The recent announcement that the Commonwealth will change highway exit numbers to comply with federal standards has touched off a cascade of complaints and criticism. Talk radio, newspapers and internet posts have all decried the change, citing one iteration or another of a common theme; that the old numbering system is a part of Cape tradition and changing it will separate us from our past. These concerns echo those I recall (dating myself here I know) from when area codes were added to phone dialing requirements and when exchanges were added that didn’t start with 477, 428,775 or the myriad of other local exchanges people used to associate with their town or village. Maybe something was lost with those changes, but I think we have adapted ok and over time will adapt to Exit 2 becoming Exit 59.
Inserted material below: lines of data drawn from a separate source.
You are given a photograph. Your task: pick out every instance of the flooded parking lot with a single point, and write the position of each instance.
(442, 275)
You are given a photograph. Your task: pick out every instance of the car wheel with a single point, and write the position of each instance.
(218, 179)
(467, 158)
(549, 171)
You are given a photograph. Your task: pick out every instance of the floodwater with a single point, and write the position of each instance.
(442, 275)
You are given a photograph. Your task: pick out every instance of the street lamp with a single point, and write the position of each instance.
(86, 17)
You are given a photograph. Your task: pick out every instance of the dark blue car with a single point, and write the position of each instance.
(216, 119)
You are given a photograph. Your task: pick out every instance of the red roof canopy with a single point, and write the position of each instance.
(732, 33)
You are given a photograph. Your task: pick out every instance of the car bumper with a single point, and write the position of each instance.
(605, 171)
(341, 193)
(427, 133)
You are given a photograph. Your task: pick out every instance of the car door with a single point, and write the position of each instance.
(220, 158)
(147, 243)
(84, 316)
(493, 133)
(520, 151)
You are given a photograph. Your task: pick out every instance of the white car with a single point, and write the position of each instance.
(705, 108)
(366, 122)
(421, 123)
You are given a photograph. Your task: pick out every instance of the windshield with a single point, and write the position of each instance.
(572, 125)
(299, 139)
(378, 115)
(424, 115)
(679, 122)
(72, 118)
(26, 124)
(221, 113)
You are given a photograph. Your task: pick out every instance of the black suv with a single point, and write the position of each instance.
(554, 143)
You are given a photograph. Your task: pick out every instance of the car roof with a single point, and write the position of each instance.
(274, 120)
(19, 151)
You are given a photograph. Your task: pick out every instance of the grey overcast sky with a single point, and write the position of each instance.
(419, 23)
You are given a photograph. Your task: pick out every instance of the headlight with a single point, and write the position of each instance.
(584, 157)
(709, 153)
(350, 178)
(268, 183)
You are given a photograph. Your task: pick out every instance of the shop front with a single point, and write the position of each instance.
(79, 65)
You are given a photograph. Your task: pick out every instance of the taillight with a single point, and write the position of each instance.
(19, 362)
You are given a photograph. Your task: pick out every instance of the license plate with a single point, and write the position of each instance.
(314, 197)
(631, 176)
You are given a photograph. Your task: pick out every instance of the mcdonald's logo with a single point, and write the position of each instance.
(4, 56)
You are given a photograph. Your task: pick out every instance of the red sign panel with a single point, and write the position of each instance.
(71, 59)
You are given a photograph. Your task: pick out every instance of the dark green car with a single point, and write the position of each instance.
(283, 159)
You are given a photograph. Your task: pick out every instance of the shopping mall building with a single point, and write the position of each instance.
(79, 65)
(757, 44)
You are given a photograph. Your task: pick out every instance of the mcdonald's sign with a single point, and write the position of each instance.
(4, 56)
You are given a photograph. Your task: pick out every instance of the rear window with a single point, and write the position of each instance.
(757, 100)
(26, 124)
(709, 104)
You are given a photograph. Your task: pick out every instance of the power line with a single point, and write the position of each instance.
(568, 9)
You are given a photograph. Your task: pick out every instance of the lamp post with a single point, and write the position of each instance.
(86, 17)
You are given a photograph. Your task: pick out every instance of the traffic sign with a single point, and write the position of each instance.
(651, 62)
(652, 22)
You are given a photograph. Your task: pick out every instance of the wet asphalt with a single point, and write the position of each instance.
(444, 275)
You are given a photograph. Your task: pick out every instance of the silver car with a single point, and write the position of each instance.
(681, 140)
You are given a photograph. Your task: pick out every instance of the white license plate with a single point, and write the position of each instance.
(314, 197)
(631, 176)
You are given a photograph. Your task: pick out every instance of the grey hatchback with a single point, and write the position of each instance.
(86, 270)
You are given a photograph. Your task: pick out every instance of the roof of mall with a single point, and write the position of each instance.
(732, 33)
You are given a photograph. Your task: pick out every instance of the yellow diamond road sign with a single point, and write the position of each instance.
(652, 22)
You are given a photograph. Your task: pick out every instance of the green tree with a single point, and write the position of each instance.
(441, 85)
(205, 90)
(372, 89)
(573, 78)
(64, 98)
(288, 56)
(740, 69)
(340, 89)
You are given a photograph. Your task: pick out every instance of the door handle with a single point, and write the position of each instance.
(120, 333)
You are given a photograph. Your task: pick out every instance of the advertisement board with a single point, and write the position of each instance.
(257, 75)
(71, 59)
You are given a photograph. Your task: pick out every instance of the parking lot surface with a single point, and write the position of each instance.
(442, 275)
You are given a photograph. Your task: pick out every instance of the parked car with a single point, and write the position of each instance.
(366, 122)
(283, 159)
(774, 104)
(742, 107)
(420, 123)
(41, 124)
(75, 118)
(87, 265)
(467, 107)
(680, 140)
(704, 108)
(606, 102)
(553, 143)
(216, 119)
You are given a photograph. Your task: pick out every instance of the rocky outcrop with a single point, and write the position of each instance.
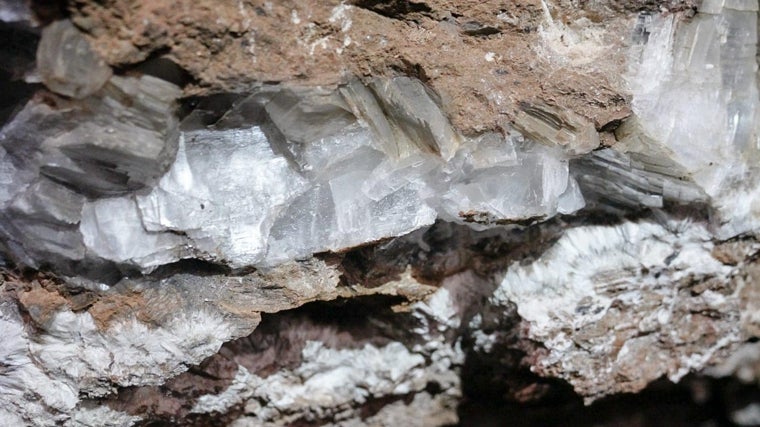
(378, 213)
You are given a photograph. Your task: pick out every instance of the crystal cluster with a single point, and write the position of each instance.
(282, 174)
(309, 177)
(694, 133)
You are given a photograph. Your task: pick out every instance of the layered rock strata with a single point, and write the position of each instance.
(347, 223)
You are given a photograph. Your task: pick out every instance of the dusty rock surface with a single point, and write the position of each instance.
(484, 58)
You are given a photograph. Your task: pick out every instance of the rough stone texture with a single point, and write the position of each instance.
(380, 213)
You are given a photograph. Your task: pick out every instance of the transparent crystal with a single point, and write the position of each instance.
(67, 63)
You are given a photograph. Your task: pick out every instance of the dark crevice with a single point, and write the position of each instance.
(401, 10)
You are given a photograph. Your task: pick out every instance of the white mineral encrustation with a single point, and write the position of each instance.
(102, 180)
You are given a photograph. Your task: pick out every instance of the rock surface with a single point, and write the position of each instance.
(379, 213)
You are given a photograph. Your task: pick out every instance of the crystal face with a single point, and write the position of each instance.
(283, 172)
(283, 175)
(229, 197)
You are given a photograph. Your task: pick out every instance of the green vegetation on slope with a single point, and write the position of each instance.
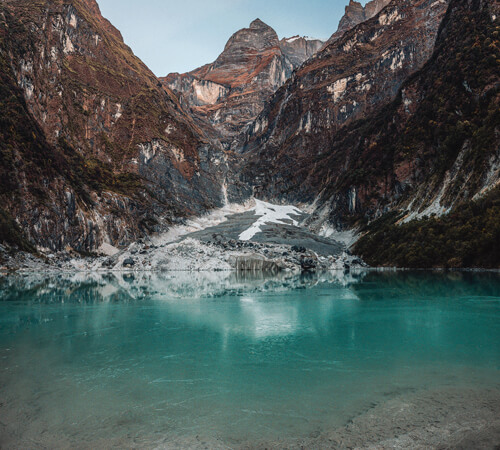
(467, 237)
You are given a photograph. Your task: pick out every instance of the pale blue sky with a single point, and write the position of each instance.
(181, 35)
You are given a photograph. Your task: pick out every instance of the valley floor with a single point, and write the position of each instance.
(258, 237)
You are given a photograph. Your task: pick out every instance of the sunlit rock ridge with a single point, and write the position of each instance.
(393, 120)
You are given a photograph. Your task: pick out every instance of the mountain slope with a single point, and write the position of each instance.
(432, 150)
(348, 80)
(231, 92)
(94, 148)
(356, 13)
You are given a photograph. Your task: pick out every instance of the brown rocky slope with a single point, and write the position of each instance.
(94, 148)
(433, 150)
(231, 92)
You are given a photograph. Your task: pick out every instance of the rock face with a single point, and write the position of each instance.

What I am struck by, though, is not the reaction to change. What catches my attention, and sparks my curiosity, is why there is such an imbalance in the reaction to the news about renumbering the exit numbers to the recent news about the degraded quality of our bays and freshwater ponds. If the reaction to the exits is really about anger and fear over losing another little bit of the traditional way of life on Cape Cod, shouldn’t the level of outrage and intolerance of what’s become of water quality exceed, or at least equal, what we have heard about the exit numbers?
Think, for just a minute, about what defines traditional Cape Cod more than healthy bays, beaches, and ponds that invite you in for a refreshing swim, paddle or fishing trip. The view from here says there is nothing more Cape Cod than going to the shore and bringing home a bucket full of clams, scallops or oysters for dinner with family and friends. We have lost a lot of that through our own inaction on managing our wastewater. We know this, it’s a fact (see APCC’s report), and yet we have not had a response equal to the scope and magnitude of the problem.
If you are upset about the exit signs, by all means speak up and make your voice heard. What I ask of you though is to be consistent and, if you are going to fight for the preservation of olde Cape Cod, at least fight for the restoration of water quality with the same vigor and urgency.